「Appleの成長は鈍化しているのでは?」そんな市場の懸念を、圧倒的な数字で吹き飛ばす決算が出ました。
日本時間の今朝発表されたAppleの2026年度第1四半期決算。蓋を開けてみれば、売上高は約20兆円以上(1,438億ドル)という、過去最高記録を更新。これは単なるインフレの影響だけでは説明がつかない規模です。
今回の決算詳細を見ると、Appleが静かに、しかし確実に「次のフェーズ」へ移行していることが分かります。私たちのデジタルライフがどう変わるのか、決算の数字と新戦略から読み解いていきましょう。
#1
iPhone 17「スーパーサイクル」の正体
iPhoneの売上が前年比23%増を記録しました。成熟したスマートフォン市場において、この二桁成長は異例中の異例です。

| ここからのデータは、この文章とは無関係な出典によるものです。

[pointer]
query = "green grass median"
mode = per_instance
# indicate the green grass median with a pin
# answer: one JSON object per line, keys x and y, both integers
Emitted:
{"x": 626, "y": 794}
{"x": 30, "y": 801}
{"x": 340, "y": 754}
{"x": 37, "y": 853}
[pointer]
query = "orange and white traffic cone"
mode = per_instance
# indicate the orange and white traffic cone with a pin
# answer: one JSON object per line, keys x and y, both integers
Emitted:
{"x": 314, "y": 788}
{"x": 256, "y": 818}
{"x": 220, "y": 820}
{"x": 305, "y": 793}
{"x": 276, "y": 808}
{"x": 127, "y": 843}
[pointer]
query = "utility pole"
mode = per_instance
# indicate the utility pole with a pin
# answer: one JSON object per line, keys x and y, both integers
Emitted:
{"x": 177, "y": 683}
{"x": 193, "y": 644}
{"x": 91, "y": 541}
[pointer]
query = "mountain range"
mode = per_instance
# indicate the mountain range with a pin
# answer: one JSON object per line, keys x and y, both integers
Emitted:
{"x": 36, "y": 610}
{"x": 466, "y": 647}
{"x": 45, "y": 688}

この背景には、いわゆる「スーパーサイクル(大規模な買い替え需要)」があります。特にiPhone 12や13などの旧モデルを大切に使ってきたユーザーが一斉に動き出したようです。
バッテリー寿命や処理速度の限界を感じていた層が、最新スペックへ移行しました。
「Apple Intelligence」の実装により、新しい体験への期待が高まりました。
Android端末からの移行数も2桁成長とのこと。エコシステムの強さが際立ちます。

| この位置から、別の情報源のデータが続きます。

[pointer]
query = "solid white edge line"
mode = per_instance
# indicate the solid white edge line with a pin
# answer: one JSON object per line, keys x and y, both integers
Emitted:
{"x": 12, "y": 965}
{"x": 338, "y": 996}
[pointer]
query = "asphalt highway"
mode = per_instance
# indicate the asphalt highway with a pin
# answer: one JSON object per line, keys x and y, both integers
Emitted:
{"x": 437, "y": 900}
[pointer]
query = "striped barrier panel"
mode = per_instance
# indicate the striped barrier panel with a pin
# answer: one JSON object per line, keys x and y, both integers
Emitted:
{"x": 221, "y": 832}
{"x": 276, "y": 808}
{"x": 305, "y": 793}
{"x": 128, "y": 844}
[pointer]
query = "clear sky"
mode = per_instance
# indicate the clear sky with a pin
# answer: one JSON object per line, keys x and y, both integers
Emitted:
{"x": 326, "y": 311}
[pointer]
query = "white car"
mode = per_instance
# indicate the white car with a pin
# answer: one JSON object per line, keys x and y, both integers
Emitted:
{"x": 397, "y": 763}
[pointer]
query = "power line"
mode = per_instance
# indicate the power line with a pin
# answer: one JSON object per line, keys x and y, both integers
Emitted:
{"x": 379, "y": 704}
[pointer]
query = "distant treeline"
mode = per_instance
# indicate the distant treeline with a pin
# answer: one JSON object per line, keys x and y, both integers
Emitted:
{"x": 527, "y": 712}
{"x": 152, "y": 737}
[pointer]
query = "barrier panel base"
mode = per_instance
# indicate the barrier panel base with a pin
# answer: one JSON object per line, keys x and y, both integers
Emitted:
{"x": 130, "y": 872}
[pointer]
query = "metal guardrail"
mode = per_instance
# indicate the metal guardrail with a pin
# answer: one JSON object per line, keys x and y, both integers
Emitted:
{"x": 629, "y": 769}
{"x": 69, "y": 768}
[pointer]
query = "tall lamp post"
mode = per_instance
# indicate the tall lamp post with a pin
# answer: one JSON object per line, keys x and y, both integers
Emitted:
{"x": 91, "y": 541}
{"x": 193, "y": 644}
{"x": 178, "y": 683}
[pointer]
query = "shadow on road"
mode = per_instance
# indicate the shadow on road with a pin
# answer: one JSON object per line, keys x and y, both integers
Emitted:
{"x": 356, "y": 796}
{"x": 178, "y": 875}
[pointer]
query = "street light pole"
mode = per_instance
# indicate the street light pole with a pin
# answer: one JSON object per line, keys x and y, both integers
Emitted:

ただし、Proモデルを中心に在庫不足が発生している点は相変わらず。「欲しい時にすぐ手に入らない」というプレミアム感(あるいは供給課題)も、Appleらしいと言えばAppleらしいですね。
#2
中国市場での驚くべきV字回復
ここ数年、現地メーカーの台頭により苦戦が伝えられていた中国市場ですが、今回の決算でその懸念を一掃しました。
中華圏 売上成長率
+38%
前年同期比
38%増という数字は、単なる回復を超えた「再加速」を意味します。競争が激化する中でも、ハイエンド端末としてのiPhoneのブランド力は依然として健在だったようです。これにはTim Cook CEOも胸を撫で下ろしているのではないでしょうか。
#3
Googleとの提携と「声を出さない」新技術
Googleとの戦略的パートナーシップ
今回、AppleはGoogleのAIモデルをパートナーとして採用することを認めました。

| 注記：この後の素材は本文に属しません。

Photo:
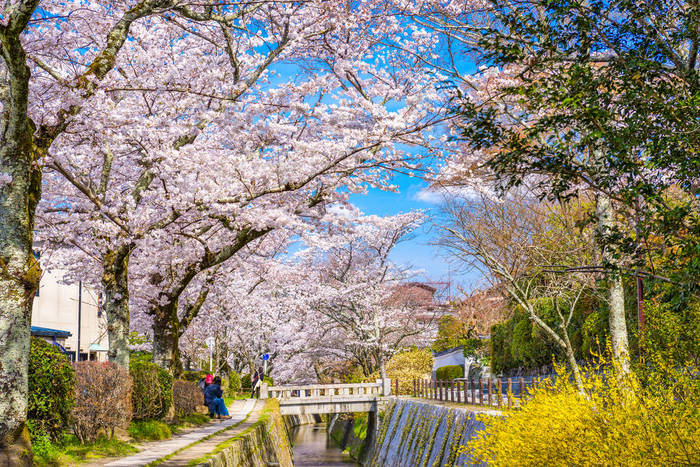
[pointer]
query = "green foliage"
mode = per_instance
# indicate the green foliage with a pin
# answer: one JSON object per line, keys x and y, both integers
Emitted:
{"x": 617, "y": 417}
{"x": 590, "y": 121}
{"x": 673, "y": 335}
{"x": 137, "y": 339}
{"x": 453, "y": 333}
{"x": 186, "y": 397}
{"x": 449, "y": 372}
{"x": 194, "y": 375}
{"x": 141, "y": 356}
{"x": 51, "y": 388}
{"x": 519, "y": 343}
{"x": 149, "y": 430}
{"x": 69, "y": 451}
{"x": 195, "y": 419}
{"x": 152, "y": 393}
{"x": 234, "y": 382}
{"x": 405, "y": 367}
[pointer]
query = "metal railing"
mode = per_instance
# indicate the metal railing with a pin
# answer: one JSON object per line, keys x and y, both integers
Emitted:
{"x": 315, "y": 391}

「汎用的な検索や知識はGoogle、プライバシーに関わる処理はApple」という明確な役割分担です。自前主義にこだわらず、ユーザーにとってベストな体験を選ぶ現実的な判断と言えるでしょう。
イスラエル企業「Q.ai」の買収
さらに興味深いのが、約3,000億円規模での「Q.ai」買収です。この企業の持つ技術が、ウェアラブルの未来を変えるかもしれません。
“顔の微細な筋肉の動きを読み取り、声を出さずに発話内容をテキスト化する”
つまり、満員電車や静かなオフィスで「ヘイSiri」と声を出す必要がなくなる可能性があります。口を動かすだけで操作できる未来。
これ、AirPodsや将来のスマートグラスと組み合わせれば、SF映画のような「念じるだけで操作」に近い体験が実現しそうです。少し不気味ですが、ワクワクしませんか?
#4
まとめ:Appleの「攻め」が始まった
日本の売上も、円安(1ドル140-150円台)が続く中でドルベース成長を維持しています。これは日本市場でもiPhone人気が根強いことを証明しています。
完全な復調
ハードウェアとサービスの両輪が噛み合い、盤石の体制へ。
未来への投資
「サイレント・スピーチ」などの新技術が、次世代デバイスの進化を予感させます。
今回の決算は、Appleが守りから攻めへと転じたことを強く印象づけました。私たちガジェットファンにとっては、これからの新製品ラッシュに向けて、しっかりとお財布の準備をしておく必要がありそうです。